Taylor hopes for 'positive progress'
By News-Argus Staff
Published in News on July 13, 2005 1:45 PM
With their next meeting set for early August, members of the Wayne County Commission and the county Board of Education are reaffirming their determination to not only reach an agreement on a budget for the next fiscal year, but to continue to work with each other toward a solution that combines the best interests of the county and the schools.
After the groups' second mediation meeting Monday, Wayne County Schools Superintendent Dr. Steve Taylor said he was pleased the information-gathering process has begun and the two groups are actively seeking a resolution to the budget question.
"I'm just pleased that we could agree to let the staff get together as we had earlier proposed," he said. "We look forward to the process and hopefully will make positive progress."
Both boards agreed at their mediation meeting that they needed more information before entering the negotiation process.
Taylor said he is anxious to complete the process so the school district can begin planning for the next school year, which begins in late August.
"I just think that we can work together, all work together for the same goal - educating our children," he said.
During the school board meeting later that afternoon, several members referred to the issue during the board comment period.
Board member Shirley Sims said both the county and the school board should remember the students and develop a budget solution that takes those needs into consideration.
"Pray for the boys and girls of Wayne County Public Schools, that hearts will be touched, that we can get what we need to meet the needs of all the students in Wayne County Public Schools," she said. "We'll just have to do the best we can unless we get more consideration. That's my prayer and hope throughout this ordeal, that we do what we have to do and pray to God for the very best."
Board member Rick Pridgen thanked board attorney Jack Edwards for representing the board in the mediation process.
Board Chairman Lehman Smith expressed confidence that the issue will be resolved soon.
"I have a lot of faith in our staff and their staff in working it out," he said. "I know we'll move on from here."
County commissioners reiterated their committment to educating Wayne County students during their meeting Monday, which occurred before the mediation session, saying they wanted to work with the school board.
During the comment period of the meeting, commissioners said they hoped to resolve budget issues with the school board.
Commissioner Jack Best said the county wants a good education system, but the board also needs an accounting of the money.
"I feel like we've been portrayed as child-haters, and that's not true," Best said.
Best said one of the reasons he decided to run for office was because of the constant bickering between the two boards.
As a businessman, he said he believed he could bring another perspective to the discussions.
Best said the issue had not been as easy to resolve as he had thought.
"Last year, we offered the 5 percent increase if they would do certain things, and they agreed," Best said.
The commissioners gave the schools money last year to fund teacher supplements, but asked that the school board make cuts where possible.

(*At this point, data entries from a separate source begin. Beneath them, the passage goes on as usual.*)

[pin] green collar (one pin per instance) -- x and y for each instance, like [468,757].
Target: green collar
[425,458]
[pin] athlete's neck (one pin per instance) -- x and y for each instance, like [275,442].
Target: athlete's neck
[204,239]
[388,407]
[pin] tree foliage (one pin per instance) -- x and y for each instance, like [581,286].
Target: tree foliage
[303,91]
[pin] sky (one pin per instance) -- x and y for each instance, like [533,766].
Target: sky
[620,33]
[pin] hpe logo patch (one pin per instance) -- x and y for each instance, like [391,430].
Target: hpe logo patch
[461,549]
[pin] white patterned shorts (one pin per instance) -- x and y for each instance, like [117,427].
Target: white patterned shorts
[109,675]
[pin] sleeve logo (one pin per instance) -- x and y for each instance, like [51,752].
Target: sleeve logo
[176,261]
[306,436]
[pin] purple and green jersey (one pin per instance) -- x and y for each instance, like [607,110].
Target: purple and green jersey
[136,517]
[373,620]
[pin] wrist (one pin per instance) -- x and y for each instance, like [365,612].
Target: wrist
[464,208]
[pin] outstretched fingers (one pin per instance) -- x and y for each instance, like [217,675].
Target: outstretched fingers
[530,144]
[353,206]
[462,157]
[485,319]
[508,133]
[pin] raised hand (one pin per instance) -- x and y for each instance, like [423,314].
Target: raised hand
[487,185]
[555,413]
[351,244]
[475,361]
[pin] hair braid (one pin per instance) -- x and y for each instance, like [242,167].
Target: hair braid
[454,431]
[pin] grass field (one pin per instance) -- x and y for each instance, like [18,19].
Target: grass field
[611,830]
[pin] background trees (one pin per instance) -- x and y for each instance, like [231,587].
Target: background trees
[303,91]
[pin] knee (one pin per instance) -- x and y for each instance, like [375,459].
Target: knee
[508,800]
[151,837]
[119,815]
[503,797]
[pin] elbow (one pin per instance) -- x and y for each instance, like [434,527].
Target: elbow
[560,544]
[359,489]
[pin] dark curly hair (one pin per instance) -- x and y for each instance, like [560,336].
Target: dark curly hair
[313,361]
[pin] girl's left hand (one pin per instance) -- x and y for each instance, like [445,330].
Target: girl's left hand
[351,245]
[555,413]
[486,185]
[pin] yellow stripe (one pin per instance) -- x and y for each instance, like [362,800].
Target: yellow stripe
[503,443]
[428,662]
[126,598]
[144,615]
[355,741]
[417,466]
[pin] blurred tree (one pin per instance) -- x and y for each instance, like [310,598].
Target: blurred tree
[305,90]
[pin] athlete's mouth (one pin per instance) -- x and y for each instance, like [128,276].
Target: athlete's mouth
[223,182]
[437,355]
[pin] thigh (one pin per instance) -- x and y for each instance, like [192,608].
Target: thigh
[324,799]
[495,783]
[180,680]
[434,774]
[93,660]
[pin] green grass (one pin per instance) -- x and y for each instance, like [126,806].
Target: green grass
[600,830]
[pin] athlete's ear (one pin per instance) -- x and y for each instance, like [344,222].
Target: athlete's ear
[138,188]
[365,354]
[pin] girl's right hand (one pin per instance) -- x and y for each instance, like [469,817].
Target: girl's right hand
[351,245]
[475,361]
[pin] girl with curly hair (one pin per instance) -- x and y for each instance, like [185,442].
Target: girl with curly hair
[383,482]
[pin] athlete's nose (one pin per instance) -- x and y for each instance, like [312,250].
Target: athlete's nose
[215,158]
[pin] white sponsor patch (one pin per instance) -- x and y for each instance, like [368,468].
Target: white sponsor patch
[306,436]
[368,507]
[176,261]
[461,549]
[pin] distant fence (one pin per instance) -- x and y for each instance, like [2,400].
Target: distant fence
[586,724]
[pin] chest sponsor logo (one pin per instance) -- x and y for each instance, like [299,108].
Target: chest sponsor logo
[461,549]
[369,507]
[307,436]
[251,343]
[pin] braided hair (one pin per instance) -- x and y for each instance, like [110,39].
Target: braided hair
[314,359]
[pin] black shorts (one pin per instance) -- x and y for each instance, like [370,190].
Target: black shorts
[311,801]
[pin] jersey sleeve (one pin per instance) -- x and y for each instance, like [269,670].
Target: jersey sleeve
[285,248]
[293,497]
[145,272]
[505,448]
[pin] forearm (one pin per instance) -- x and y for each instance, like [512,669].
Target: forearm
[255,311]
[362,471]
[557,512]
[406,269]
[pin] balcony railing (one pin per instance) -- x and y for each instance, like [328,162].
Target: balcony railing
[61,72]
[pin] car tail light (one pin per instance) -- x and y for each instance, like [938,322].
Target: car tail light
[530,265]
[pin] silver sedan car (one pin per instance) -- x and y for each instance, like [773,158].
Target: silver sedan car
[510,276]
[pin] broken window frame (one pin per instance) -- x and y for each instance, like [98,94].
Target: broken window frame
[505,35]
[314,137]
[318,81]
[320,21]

Best said the commissioners were extremely specific that those cuts not affect the classrooms.
Best said the county received word later from some teachers that the administration had asked them for suggestions on where to cut in the classrooms.
Commissioner Atlas Price said the county wants to work with the school board, and wants to "do for education."
Commissioner John Bell said the county had always been very generous with the school board.
"To be accused of not funding enough is a disgrace," Bell said. "It's an insult."
Board chairman J.D. Evans said he thought the commissioners had been very responsive to the needs of the school board, and had always been committed to working out solutions.